How do you think the rest of the nation will look at us — all of us — if Detroit collapses and is taken over by the state? Southeastern Michigan will be a bad joke, and the last place in the world anybody will want to bring new business and jobs. By the way, if you think anyone beyond Toledo makes a distinction between Livonia or Canton or Sterling Heights and Detroit, you may be too ignorant to live. To the rest of the nation, we are all Detroit.

Folks in Washington or Boston don’t try to sort out the suburbs, and neither should we. We really are all Detroit, at least till you get past Novi. Many of our troubles are caused by our artificial political boundaries, and the insane notion that we out on the fringes aren’t responsible for the center.

One of Kwame Kilpatrick’s biggest problems is that he won re-election partly by running a semi-racist campaign against those from whom he now desperately needs help. Politicians up for re-election are like crack addicts; they’ll do or say anything to anyone to get a fix of votes.

Kilpatrick, however, may have been immature, but he certainly isn’t stupid. If the city should go into receivership, if his power is stripped away, he knows he’ll be remembered as a failure, just one more young black man with promise who got caught up in the bling and lifestyle and couldn’t get it together.

What has to happen is for Detroit’s mayor to find a way to reach out to the suburban power structure and financial base. Long term, or not-so-long term, some kind of formal metropolitan or regional government needs to happen. In the meantime, Detroit and Kwame Kilpatrick need all the help they can get.

By the way, those who think Coleman Young turned his back on whitey and the suburbs don’t know their history. Yes, Coleman and L. Brooks Patterson often went at it like two pit bulls in the basement. But Young built solid partnerships with Henry Ford II and Detroit Renaissance and all manner of progressive white businessmen and political leaders.

Coleman Young thought Jesse Jackson was a contemptible bullshitter, and that William Milliken, the white governor from Traverse City, was the finest public servant he ever worked with. Check out his autobiography for proof.

Kilpatrick needs the help of the rest of the state far more than Coleman Young did. The city is in much worse shape. Detroit has fewer than 900,000 people now, and they’re leaving at the rate of a thousand a month. Worse, the ones who are fleeing are the ones the city most needs to hang on to.

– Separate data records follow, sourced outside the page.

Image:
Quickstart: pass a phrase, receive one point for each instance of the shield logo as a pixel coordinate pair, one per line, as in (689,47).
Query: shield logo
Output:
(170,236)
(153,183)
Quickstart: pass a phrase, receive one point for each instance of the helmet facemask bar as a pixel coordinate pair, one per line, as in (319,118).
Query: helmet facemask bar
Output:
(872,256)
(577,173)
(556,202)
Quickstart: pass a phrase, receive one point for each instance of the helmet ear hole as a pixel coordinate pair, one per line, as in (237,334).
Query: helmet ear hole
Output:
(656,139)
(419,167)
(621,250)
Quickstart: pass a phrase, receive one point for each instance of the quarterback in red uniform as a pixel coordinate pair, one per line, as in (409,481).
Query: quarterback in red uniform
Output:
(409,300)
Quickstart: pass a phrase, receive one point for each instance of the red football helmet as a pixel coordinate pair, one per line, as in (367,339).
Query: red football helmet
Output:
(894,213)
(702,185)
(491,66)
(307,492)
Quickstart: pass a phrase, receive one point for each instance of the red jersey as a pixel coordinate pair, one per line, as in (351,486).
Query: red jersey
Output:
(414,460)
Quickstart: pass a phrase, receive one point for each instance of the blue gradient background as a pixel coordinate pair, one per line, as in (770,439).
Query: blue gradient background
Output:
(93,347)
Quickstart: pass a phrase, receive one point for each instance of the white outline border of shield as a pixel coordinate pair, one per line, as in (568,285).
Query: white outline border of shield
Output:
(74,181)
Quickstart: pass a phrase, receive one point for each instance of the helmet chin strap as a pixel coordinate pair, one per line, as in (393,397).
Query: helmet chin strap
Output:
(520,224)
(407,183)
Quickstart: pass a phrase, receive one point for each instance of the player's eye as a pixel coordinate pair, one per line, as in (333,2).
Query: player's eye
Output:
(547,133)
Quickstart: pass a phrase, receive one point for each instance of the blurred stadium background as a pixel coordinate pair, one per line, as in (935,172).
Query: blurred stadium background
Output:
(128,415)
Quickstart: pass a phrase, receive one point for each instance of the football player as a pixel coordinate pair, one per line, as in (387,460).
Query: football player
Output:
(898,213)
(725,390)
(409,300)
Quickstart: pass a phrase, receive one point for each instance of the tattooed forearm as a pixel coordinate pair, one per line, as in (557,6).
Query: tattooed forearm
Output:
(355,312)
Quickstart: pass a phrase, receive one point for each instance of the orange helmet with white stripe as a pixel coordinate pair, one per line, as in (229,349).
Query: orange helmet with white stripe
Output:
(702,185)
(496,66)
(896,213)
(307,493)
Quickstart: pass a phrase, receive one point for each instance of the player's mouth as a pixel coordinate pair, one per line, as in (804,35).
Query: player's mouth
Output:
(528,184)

He has one card to play — the elections this year. If Jennifer Granholm does not get a huge vote and a huge turnout in the city this November, she loses.

Simple as that.

Kwame Kilpatrick and the city need to assess their needs realistically and honestly and sit down with the governor and ask what can be done. What can they do together to keep Michigan’s largest city afloat?

We’ll be watching.

 

Shame of the nation: I would willingly spend my own money to buy a new hardcover book for each member of the newly elected Detroit school board, if I could be guaranteed they’d read it. The book is Jonathan Kozol’s Shame of the Nation: The Restoration of Apartheid Schooling in America.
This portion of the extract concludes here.